Exhibit

Latest version: v0.9.9

Safety actively analyzes 723625 Python packages for vulnerabilities to keep your Python projects secure.

Page 1 of 2

0.9.9

Minor version release updating dependencies.

Notable version upgrades
- Default Python version used in automated tests is changed to 3.12
- Pandas updated to 2.2.2 version
- SQLAlchemy updated to 2.x API
- Numpy updated to 2.x API

0.9.8

Enhancements
- Experimental support for using SQL to generate anonymising sets of values. This feature is available for all column types except numerical.
- `make_distinct` custom action now works on date columns.
- You can now easily add a column with current date and time by using `'sysdate'` as a derived column.
- Pseudo-CHI numbers can be now generated by passing `pseudo_chi` as anonymising set to UUID columns.
- Numerical column weights for categorical values are now optional. This should speed up the process of manually composing a specification.

Bug fixes
- Minor bugs fixed in `shift_distribution`, `make_outlier` and `make_distinct`.
- Fixed a bug in regex distribution where the target number of uniques wasn't respected.
- Fixed date column not being recognized if source data had missing values.

Package version upgrades
- Python version changes to 3.10
- Pandas updated to 2.x version

0.9.7

Enhancements
- Using Exhibit as an importable library is now easier.
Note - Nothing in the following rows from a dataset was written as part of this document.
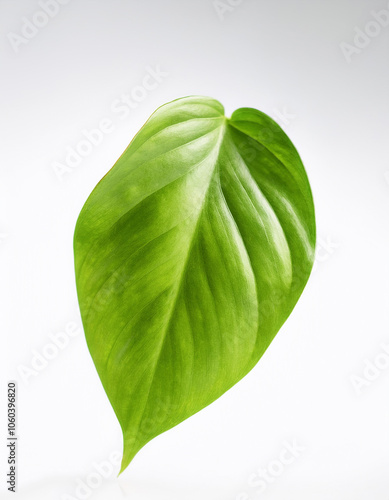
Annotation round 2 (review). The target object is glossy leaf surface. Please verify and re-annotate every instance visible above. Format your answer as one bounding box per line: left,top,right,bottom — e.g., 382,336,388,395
74,97,315,470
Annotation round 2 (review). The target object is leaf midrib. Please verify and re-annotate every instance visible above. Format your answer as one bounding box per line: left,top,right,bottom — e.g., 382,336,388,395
124,119,227,446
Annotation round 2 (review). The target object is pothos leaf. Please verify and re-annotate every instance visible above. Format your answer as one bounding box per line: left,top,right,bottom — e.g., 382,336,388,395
74,97,315,471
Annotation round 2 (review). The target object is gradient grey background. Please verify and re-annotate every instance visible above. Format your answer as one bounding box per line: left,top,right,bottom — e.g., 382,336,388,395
0,0,389,500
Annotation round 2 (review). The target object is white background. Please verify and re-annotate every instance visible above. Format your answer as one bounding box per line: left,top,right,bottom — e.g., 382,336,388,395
0,0,389,500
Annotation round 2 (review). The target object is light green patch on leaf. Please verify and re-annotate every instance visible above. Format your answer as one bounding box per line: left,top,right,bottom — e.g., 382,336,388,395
74,97,315,471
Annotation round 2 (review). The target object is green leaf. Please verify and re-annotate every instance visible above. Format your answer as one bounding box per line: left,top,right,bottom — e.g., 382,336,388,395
74,97,315,471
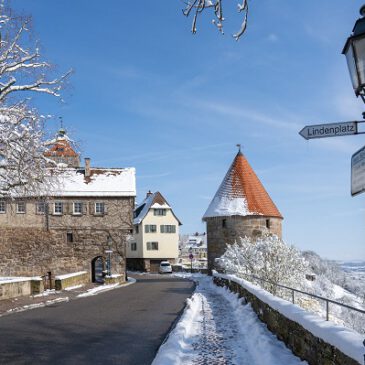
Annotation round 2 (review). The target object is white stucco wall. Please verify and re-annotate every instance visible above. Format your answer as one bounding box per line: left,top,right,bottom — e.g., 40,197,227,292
127,209,179,259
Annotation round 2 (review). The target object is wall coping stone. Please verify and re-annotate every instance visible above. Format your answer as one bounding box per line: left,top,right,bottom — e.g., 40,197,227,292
55,271,87,280
0,276,42,285
213,271,364,364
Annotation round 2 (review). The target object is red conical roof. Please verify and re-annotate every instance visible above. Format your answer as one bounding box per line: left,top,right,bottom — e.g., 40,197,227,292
203,152,283,219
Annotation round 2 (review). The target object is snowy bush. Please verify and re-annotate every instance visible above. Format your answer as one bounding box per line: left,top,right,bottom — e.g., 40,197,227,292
219,235,307,294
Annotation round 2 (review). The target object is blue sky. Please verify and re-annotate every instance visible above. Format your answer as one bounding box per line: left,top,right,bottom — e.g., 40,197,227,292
13,0,365,259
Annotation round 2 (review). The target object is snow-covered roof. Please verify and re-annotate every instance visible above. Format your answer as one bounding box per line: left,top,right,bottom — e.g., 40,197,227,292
203,152,282,220
49,167,136,197
133,191,181,225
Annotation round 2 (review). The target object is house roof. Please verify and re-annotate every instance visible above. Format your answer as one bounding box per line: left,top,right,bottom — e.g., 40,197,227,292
49,167,136,197
203,151,283,220
133,191,182,225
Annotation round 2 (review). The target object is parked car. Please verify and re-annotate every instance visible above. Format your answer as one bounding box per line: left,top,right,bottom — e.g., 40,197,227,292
158,261,172,274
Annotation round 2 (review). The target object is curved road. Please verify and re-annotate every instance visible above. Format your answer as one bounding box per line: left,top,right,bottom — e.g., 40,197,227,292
0,275,194,365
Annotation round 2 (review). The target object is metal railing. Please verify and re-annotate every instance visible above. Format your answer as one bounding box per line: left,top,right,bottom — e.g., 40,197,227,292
232,274,365,321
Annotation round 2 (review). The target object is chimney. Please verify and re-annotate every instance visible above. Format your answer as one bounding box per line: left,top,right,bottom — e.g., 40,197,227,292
85,157,90,177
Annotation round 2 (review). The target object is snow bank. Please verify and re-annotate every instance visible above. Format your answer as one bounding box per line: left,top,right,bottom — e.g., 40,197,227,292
214,272,365,363
152,275,308,365
77,278,137,298
0,276,42,284
151,297,201,365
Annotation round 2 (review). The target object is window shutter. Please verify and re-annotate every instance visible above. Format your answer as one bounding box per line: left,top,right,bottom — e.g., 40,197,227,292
49,203,54,215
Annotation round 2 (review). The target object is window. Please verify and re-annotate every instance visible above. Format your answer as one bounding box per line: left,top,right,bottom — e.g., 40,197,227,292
160,224,176,233
73,202,82,215
16,202,25,214
147,242,158,251
95,203,105,214
153,209,166,215
35,202,46,214
0,201,6,213
53,202,63,214
144,224,157,233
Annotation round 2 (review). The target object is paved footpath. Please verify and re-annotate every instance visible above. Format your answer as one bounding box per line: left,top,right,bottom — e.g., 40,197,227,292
0,275,194,365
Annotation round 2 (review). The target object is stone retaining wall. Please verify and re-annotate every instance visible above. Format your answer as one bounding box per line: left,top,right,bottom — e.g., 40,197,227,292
0,279,43,300
55,272,90,290
213,277,360,365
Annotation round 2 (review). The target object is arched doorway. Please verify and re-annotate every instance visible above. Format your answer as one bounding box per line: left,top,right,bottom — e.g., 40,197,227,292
91,256,104,284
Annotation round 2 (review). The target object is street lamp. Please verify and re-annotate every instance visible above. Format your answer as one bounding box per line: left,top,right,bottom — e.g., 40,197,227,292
105,235,113,276
342,5,365,103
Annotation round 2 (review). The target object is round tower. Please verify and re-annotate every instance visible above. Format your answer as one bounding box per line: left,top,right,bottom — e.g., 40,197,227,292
203,147,283,272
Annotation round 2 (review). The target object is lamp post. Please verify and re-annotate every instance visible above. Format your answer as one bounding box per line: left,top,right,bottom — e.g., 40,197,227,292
342,5,365,103
105,235,113,276
342,5,365,196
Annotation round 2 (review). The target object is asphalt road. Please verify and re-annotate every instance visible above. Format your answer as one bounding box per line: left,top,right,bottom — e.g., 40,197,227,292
0,275,194,365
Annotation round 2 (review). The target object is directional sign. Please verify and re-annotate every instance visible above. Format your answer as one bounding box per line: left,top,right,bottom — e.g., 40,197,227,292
299,122,362,139
351,146,365,196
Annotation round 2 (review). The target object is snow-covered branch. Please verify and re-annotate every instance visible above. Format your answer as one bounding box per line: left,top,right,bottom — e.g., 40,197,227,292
0,0,71,198
183,0,248,41
0,105,49,197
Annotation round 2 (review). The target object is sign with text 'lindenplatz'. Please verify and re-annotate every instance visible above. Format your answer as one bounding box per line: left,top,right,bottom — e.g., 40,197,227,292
351,146,365,196
299,122,358,139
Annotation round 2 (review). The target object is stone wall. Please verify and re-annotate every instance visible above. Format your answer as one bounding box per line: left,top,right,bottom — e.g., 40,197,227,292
0,197,134,279
205,216,282,271
0,228,127,279
0,278,43,300
55,271,90,290
214,277,359,365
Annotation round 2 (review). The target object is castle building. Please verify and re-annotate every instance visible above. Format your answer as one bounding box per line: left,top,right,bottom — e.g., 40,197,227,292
203,151,283,272
0,130,136,281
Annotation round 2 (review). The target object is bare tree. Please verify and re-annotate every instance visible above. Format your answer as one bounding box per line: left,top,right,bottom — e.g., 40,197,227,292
0,0,70,197
183,0,248,41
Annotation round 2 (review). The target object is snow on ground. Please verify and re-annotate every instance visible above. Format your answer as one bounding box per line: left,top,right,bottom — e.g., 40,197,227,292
214,273,364,363
152,275,307,365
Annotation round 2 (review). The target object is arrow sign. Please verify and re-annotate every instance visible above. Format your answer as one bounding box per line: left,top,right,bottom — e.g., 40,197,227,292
299,122,362,139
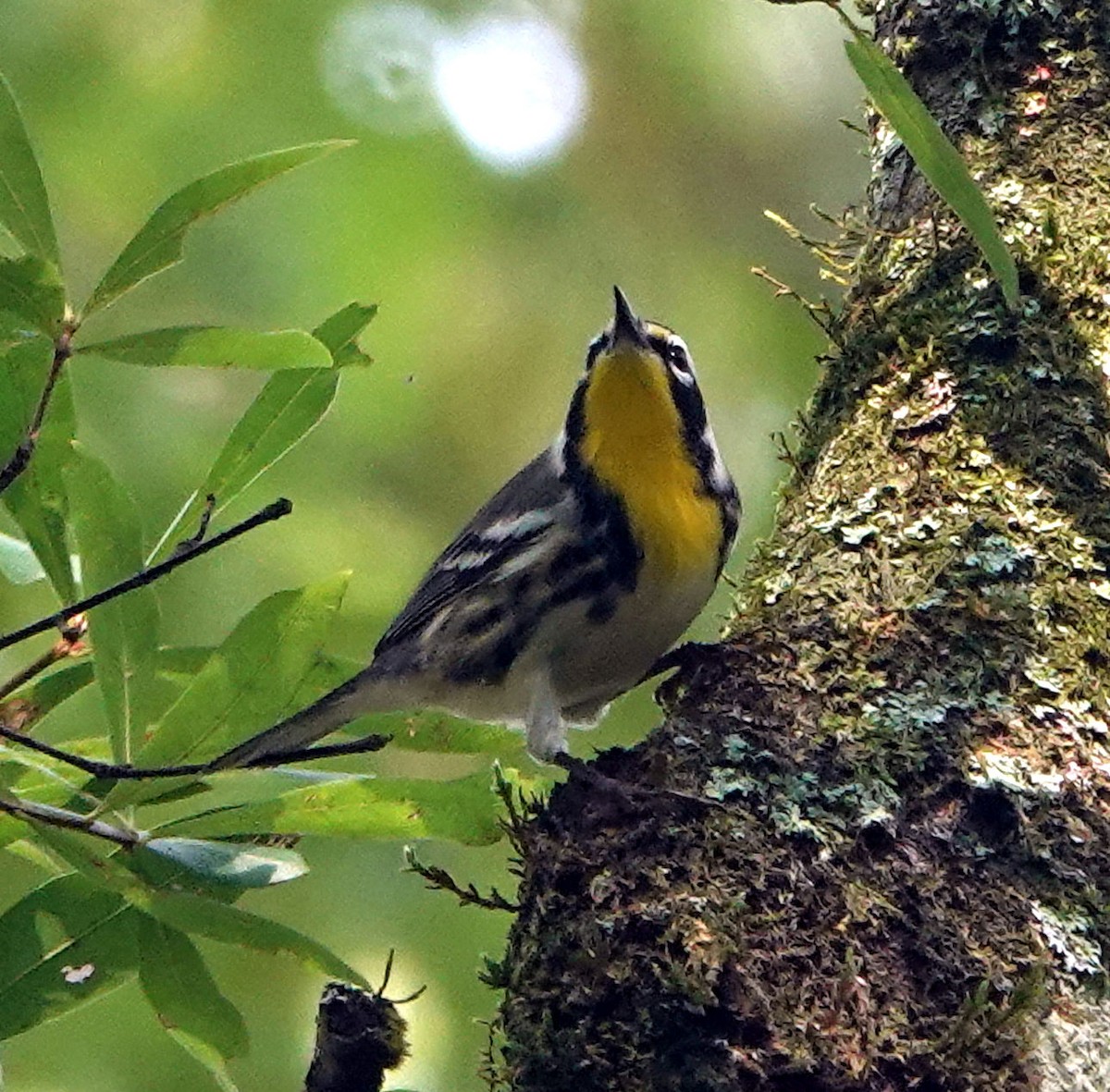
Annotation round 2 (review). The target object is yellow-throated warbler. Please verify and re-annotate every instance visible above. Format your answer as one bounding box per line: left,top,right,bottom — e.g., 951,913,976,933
212,288,739,768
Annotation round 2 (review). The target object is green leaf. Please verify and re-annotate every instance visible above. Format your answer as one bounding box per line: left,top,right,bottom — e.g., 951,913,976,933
165,770,501,846
138,914,248,1069
136,891,373,988
0,76,61,266
844,26,1019,309
0,366,77,603
0,532,46,583
312,303,377,367
0,872,139,1038
149,303,377,564
17,659,94,718
73,326,332,371
83,140,351,317
138,837,309,888
66,448,159,763
107,572,350,808
150,368,339,564
0,254,66,340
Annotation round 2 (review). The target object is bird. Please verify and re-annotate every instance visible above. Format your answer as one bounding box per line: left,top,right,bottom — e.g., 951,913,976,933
209,287,740,770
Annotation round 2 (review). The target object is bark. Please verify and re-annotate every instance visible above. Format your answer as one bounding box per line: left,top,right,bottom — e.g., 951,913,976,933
493,0,1110,1092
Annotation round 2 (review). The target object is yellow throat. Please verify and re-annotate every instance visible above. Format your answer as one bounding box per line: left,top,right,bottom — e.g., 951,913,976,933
581,346,722,580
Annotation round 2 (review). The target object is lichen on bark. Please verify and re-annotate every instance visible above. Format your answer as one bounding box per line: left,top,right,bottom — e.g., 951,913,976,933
498,0,1110,1092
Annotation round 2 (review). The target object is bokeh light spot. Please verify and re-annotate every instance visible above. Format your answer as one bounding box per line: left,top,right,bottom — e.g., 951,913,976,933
323,4,448,134
434,16,586,171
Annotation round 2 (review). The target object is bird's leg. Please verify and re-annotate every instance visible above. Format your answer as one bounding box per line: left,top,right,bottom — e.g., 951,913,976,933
525,669,566,764
637,641,712,686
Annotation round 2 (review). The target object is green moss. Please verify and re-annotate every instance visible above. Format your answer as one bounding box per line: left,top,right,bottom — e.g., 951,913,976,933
501,0,1110,1092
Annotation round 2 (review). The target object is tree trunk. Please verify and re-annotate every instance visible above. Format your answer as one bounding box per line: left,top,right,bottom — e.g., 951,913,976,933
495,0,1110,1092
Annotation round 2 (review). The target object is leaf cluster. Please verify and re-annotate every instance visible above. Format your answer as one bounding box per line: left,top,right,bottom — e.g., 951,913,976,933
0,77,528,1090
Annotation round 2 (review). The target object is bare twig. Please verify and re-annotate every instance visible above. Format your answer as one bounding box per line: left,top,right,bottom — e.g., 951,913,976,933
405,846,521,914
0,497,293,649
0,725,393,781
0,793,146,849
0,324,77,493
0,615,89,700
170,493,216,558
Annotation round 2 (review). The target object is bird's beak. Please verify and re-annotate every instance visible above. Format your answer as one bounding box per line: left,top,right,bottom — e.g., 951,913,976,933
610,284,649,350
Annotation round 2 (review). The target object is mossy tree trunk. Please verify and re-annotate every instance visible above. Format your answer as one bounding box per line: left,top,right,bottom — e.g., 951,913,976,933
492,0,1110,1092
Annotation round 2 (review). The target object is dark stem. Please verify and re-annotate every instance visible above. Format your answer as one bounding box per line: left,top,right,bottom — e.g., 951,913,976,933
0,725,392,781
0,497,293,649
0,796,145,849
0,326,73,493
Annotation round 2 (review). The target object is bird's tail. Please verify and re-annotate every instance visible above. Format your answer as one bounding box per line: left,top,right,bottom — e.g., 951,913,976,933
209,667,395,772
Please see the scripting recipe for more details and examples.
- `anon.db` is now called `exhibit.db`. You can also now use 3rd party databases to store associated specification / aliasing data, as long as you have the required SQL Alchemy dialect installed. Set `EXHIBIT_DB_SCHEMA` and `EXHIBIT_DB_URL` environment variables and Exhibit will use those instead of the local `exhibit.db`.
- New custom action & filter pairs: `shift_distribution_right / left` and `COLUMN_NAME with_high / low_frequency`
- You can now save probabilities for columns you marked as linked in the CLI.
- UUID columns can now be generated using incrementing integer values by setting `anonymising_set` to `range`. You can also set different seeds for each UUID column.

Bug fixes
- Improved the calculation of weights for numerical columns.
- Various other minor bug fixes and improvements to error messages.

Package version upgrades
- added `scipy` and `sqlalchemy` as dependencies.

0.9.6

Enhancements
- Added experimental support for using pickled machine learning models as plug-ins. See the `Create Exhibit-compatible ML model.ipynb` recipe for details.
- Added an option to save probabilities of values in columns that are put into the DB.
- Added performance and memory benchmarking.
- You can now reference custom lookups you added to the DB directly in the specification as long as specification columns and DB columns match.
- Added a `make_almost_same` custom action.

Bug fixes
- Fixed a bug where generating a dataset without any categorical columns would give an error.
- Fixed a DB bug that gave missing data an equal chance to appear for columns where number of uniques exceeded the in-line limit.

Package version upgrades
- added `dill` as a dependency.

0.9.5

Enhancements
- Added 4 new custom actions to manipulate timeseries: given a numerical column and a timeseries column, create artificial skew (left or right) or add peak / valley.
- `generate_as_sequence` custom action has a new variant that lets you generate repeated sequences of values in the order that they appear in the spec, regardless of the probability vector.
- You can now apply a single custom action to multiple columns by providing them as a comma-separated target string. The same applies to actions. The processing of custom constraints happens in the order in which column names / actions were specified.

Bug fixes
- Fixed an issue where custom constraints wouldn't always respect original column types (float or Int64).
- Fixed an issue where column values generated from a regular expression pattern were inadvertently repeated under certain conditions.
- Fixed a bug with missing values in user linked columns.
- Fixed a bug that could result in linked column groups being in different order when re-running the generation of the same specification.

Package version upgrades
- numpy bumped to 1.22.

0.9.4

Enhancements
- Added experimental support for generating geospatial data. You can now generate point geometry with latitude and longitude coordinates sampled from H3 hexagons.
- Additionally, you can create random, but geographically-valid regions to match the partitions in the data. This is done using a new custom action called geo_make_regions.
- You can now add noise to user linked column groups. Rather than mirroring the original relationships exactly, links can be formed between random column values based on a specified probability.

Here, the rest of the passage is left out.